Macromoleculen in het menselijke spijsverteringsstelsel

Inhoudsopgave:

Anonim

Wanneer je voedsel eet, neem je grote moleculen op, macromoleculen genaamd, die bestaan ​​uit bouwstenen die je in de bloedbaan kunt opnemen en die je cellen kunnen verbranden voor energie. Je spijsverteringskanaal breekt deze macromoleculen af ​​om hun bouwstenen vrij te maken zodat de dunne darm ze kan absorberen.

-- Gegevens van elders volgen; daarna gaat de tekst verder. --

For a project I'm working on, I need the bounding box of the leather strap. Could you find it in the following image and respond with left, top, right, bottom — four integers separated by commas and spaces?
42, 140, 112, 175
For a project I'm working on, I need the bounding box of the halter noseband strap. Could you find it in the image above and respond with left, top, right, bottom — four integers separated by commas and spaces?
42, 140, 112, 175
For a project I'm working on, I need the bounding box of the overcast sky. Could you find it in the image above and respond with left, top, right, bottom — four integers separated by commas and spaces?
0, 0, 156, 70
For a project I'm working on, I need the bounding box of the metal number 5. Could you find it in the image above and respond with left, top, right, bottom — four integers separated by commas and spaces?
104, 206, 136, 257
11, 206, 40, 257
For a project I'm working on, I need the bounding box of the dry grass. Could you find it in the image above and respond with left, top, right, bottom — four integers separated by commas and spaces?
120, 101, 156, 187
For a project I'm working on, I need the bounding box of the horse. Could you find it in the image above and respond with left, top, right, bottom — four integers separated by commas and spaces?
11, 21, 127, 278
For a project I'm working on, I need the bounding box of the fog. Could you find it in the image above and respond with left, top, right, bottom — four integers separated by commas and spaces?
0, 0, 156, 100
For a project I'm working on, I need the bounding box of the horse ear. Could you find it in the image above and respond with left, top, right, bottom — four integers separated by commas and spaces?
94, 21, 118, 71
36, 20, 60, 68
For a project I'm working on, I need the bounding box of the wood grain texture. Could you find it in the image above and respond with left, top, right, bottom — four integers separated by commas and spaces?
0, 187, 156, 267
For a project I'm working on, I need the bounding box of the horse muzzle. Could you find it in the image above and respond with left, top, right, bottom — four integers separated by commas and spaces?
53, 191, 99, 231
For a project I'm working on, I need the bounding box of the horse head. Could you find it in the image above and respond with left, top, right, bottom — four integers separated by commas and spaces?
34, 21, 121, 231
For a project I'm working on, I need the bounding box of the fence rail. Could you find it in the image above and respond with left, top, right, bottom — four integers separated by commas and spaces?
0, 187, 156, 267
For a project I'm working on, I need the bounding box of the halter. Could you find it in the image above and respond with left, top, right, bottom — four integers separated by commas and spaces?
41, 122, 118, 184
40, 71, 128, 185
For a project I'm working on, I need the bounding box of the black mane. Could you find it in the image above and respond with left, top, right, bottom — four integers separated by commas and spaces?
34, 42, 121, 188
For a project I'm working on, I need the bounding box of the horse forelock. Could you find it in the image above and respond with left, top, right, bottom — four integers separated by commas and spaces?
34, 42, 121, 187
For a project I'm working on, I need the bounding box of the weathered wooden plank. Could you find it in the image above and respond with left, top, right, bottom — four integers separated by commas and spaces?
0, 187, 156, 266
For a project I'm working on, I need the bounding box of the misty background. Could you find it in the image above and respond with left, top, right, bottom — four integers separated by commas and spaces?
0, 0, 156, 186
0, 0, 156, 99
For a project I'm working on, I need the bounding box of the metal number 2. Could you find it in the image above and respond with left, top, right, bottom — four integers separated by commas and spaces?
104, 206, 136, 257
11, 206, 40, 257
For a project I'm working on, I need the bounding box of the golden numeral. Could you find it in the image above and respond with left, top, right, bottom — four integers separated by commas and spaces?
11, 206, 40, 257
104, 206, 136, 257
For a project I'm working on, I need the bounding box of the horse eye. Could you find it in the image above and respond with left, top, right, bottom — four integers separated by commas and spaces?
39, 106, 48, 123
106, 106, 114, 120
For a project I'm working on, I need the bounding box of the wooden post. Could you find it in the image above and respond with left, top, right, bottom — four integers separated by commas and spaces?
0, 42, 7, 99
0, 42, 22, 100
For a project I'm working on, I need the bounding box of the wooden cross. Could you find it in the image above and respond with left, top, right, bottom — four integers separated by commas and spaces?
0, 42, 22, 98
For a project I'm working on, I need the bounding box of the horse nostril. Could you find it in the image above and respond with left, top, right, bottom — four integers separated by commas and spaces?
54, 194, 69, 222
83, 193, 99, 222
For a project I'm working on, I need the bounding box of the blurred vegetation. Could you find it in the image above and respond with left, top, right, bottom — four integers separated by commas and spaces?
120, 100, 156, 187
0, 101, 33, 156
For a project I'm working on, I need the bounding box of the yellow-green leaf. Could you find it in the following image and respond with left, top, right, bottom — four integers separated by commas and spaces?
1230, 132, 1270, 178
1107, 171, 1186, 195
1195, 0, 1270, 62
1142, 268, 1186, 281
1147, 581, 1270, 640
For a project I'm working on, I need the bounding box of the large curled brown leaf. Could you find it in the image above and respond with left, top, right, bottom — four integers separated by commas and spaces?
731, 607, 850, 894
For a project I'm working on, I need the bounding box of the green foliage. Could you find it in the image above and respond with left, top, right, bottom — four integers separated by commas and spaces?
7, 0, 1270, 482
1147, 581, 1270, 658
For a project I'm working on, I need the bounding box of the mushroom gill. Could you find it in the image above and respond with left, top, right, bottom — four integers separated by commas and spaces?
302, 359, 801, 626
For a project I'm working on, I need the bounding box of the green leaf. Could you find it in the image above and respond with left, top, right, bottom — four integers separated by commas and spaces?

Een man en een vrouw staan ​​op het punt een fiets van voedsel te nemen. Credit: visuele ideeën / Camilo Morales / Blend Images / Getty Images

Zetmeel en suikers

Zetmeel, chemisch bekend als amylose, en suikers vallen in de categorie koolhydraten. Ze zijn volledig gemaakt van koolstof, waterstof en zuurstof. Zowel zetmeel als suikers bestaan ​​uit kleinere bouwsteenmoleculen, monosacchariden genaamd, waarbij het woord "enkele suikereenheid" betekent. Zetmeel bestaat uit veel monosachariden die chemisch aan elkaar zijn gebonden, terwijl suikers slechts één of twee zijn. Je gebruikt enzymen genaamd amylasen om de monosacchariden in amylose te breken, terwijl je een verscheidenheid aan suikerverterende enzymen gebruikt om de monosacchariden in twee-eenheid suikers te breken. Je absorbeert vervolgens de monosacchariden in de bloedbaan.

Eiwit

Eiwit is de meest gevarieerde van de macromoleculen in termen van zijn verscheidenheid aan vormen en vormen. Alle eiwitten zijn echter opgebouwd uit bouwstenen die aminozuren worden genoemd, die in lange ketens aan elkaar zijn verbonden door verbindingen die peptidebindingen worden genoemd. Je gebruikt enzymen genaamd proteasen om eiwitten af ​​te breken, volgens Drs. Reginald Garrett en Charles Grisham in hun boek "Biochemistry." De eiwitvertering begint later langs het spijsverteringskanaal dan de zetmeelvertering en duurt langer.

Dik

In tegenstelling tot zetmeel en eiwitten bestaat vet niet uit een lange keten van zich herhalende kleinere eenheden. In plaats daarvan bestaan ​​vetmoleculen - triglyceriden genoemd - uit drie vetzuureenheden die chemisch zijn gebonden aan een enkel skeletmolecuul genaamd glycerol, dat qua chemische structuur vergelijkbaar is met alcohol. Wanneer je vet verteren, breek je twee van de vetzuren weg van de glycerolruggengraat, zeg Drs. Mary Campbell en Shawn Farrell in hun boek "Biochemistry." Je absorbeert deze, evenals het resterende vetzuur, dat nog steeds aan glycerol is gebonden.

Vezel

Het laatste macromolecuul dat door je spijsverteringskanaal gaat, is een koolhydraat, zoals zetmeel en suikers, maar het is niet een die je kunt verteren. Cellulose - ook vezel genoemd - bestaat uit lange ketens van monosachariden zoals zetmeel. De bindingen zijn echter anders gevormd, wat betekent dat uw spijsverteringsenzymen geen vezels kunnen afbreken. Als gevolg hiervan gaat het onverteerd door uw spijsverteringskanaal en onttrekt u er geen chemische energie aan of absorbeert het de componenten ervan niet.

Is dit een noodgeval?

Als u ernstige medische symptomen ervaart, zoek dan onmiddellijk een noodbehandeling.